Should these companies' drugs hit the market, allergy sufferers, the majority of whom are sensitive to multiple allergens, may have to take several tablets concurrently. Yet that could compromise their efficacy, given data reported in January showing that sublingual treatment for multiple allergens might not work as well as single-allergen treatments (J. Allergy Clin. Immunol. doi:10.1016/j.jaci.2011.11.019, 2012). In that case, allergy shots, which can bundle a number of allergens into a single injection, may still be the best option for some people, notes Ketan Desai, founder and chief executive of International Medical Consultants in Easton, Pennsylvania.

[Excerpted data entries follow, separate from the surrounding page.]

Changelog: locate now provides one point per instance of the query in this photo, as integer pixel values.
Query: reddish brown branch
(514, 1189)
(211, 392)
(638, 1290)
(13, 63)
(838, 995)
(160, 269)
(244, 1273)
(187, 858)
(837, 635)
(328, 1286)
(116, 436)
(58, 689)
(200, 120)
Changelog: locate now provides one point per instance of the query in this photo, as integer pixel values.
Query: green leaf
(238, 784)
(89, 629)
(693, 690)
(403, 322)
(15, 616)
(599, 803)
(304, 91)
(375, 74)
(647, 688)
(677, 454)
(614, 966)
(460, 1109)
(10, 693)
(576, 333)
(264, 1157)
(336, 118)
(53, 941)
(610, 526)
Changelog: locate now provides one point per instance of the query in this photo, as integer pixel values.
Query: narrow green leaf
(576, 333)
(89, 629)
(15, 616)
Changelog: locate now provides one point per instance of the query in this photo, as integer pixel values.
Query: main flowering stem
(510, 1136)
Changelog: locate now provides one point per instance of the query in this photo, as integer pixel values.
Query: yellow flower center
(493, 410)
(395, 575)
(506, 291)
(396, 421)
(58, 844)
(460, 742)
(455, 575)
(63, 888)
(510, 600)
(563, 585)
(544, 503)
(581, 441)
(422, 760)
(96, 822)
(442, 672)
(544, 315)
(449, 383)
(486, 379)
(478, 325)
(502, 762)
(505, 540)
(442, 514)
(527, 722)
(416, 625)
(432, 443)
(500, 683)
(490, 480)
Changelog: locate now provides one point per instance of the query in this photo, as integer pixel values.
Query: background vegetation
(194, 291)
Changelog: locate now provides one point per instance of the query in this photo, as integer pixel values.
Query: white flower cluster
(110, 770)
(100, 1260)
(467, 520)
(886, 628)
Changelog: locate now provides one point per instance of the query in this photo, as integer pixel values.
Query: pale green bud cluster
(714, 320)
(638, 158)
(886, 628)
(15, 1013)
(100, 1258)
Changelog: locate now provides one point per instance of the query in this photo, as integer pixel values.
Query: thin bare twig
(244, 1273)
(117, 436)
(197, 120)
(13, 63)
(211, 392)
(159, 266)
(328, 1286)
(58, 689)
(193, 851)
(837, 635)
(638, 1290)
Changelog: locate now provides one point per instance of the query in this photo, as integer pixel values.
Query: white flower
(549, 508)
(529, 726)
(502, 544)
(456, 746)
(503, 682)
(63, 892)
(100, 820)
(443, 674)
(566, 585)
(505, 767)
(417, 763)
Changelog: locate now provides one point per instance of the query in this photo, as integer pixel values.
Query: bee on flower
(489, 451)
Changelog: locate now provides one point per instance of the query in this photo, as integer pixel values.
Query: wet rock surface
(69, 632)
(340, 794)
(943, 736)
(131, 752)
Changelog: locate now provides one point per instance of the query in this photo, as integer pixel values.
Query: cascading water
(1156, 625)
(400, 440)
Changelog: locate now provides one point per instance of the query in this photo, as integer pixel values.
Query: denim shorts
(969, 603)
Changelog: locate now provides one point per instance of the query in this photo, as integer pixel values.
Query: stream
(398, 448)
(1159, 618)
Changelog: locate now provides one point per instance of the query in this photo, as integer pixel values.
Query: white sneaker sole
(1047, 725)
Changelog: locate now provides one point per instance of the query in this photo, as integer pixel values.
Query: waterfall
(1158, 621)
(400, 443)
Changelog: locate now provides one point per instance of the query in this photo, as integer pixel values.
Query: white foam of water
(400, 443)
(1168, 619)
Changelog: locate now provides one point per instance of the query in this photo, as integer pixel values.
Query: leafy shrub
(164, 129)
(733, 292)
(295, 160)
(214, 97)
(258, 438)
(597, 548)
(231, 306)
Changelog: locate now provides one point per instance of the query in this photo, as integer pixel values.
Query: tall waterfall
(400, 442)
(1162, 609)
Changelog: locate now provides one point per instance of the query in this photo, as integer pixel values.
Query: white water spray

What's more, allergy shots might provide more durable control of symptoms than under-the-tongue tablets—although promising long-term data for sublingual products is starting to come out of Europe. In January, for instance, a team led by Stephen Durham, head of allergy and clinical immunology at the UK National Heart & Lung Institute in London, reported the results of a five-year study involving Grazax, the same grass tablet tested by Merck and currently marketed in Europe by Denmark's ALK-Abelló. When subjects stopped taking the tablets after three years of treatment, they maintained a reduction in symptoms for two years, the researchers found (J. Allergy Clin. Immunol. 129, 717–725, 2012).

“There's no question that, just like the shots, after three years of treating a pollen allergy you see benefits that persist for a number of years,” says Harold Nelson of the National Jewish Health Hospital in Denver, who led Merck's US grass tablet study but was not involved in the European trial.

Ultimately, without more studies across various patient groups, “it is difficult to determine who would most benefit from sublingual immunotherapy,” notes Wesley Burks, a pediatric allergist at the University of North Carolina School of Medicine in Chapel Hill who was not involved in the tablet trials but consults for Merck and Greer on food allergy research. “But, clearly, more people would be able to undergo allergy immunotherapy than do now.”